Pintu utama baru saja terbuka otomatis saat seorang laki-laki dengan tubuh proporsional melangkah sambil menggandeng sesuatu di tangan kanannya. Tak ada kata yang ia lontarkan saat langkah kakinya mulai menjajaki halaman kantor tempatnya bekerja. Berbeda dengan seseorang yang tengah berada di gandengannya itu—sejak dari dalam bocah kecil itu terus bicara tanpa merasa lelah sedikitpun. Semua kalimatnya tertata rapi, hanya pelafalannya saja yang masih belepotan.

Bocah berusia menginjak 3 tahun tersebut sesekali berjingkat kesenangan. Sederhananya tawa yang keluar membuat siapa saja yang lewat melambaikan tangan untuk menyapa, dan bocah bernama Miko itu selalu membalasnya dengan bahagia.

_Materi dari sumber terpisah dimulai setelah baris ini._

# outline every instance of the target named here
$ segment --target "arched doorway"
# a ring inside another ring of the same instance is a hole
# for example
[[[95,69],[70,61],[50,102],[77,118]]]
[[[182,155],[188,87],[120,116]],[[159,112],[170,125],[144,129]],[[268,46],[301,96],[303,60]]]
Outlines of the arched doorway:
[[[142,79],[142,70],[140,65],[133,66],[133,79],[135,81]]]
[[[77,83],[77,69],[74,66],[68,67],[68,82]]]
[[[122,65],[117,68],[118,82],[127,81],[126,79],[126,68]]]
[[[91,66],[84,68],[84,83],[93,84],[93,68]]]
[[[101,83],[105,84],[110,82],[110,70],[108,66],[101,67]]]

"Ayah..., kita mau jemput mama di lumah sakit ya, Yah? Adik bayinya mau dikelualin hali ini ya?"

Mendengar kalimat itu keluar dari bibir mungil anaknya untuk kesekian kali, Haikala hanya tersungging tanpa bereaksi berlebihan. Padahal, beberapa menit yang lalu Haikala sudah menjelaskan semuanya dengan sabar, tapi Miko tidak benar-benar mendengarkannya.

"Ayah, adik Miko cowok kan, Yah?"

Setelah keduanya masuk ke dalam sebuah mobil sedan berwarna hitam, Haikala dengan sabar memasangkan sabuk pengaman di sebelahnya pada sang anak, lalu tersenyum lebar.

"Adik bayinya masih kecil banget, belum kelihatan perempuan apa laki-laki. Miko tunggu sebentar lagi ya." Suara Haikala menguar untuk pertama kalinya setelah keluar dari kantor. Dengan sangat hati-hati, laki-laki itu mengusap rambut sang anak dengan gemas, lalu menjalankan mobilnya keluar dari halaman kantor.

Tumben sekali jalanan lengang di jam-jam makan siang seperti ini. Tak ada kemacetan di sepanjang perjalanan menuju rumah sakit, Miko masih sibuk bercerita tentang harapannya pada calon adiknya kelak dan Haikala akan menanggapi sesekali, fokus menyetir harus menjadi yang paling utama.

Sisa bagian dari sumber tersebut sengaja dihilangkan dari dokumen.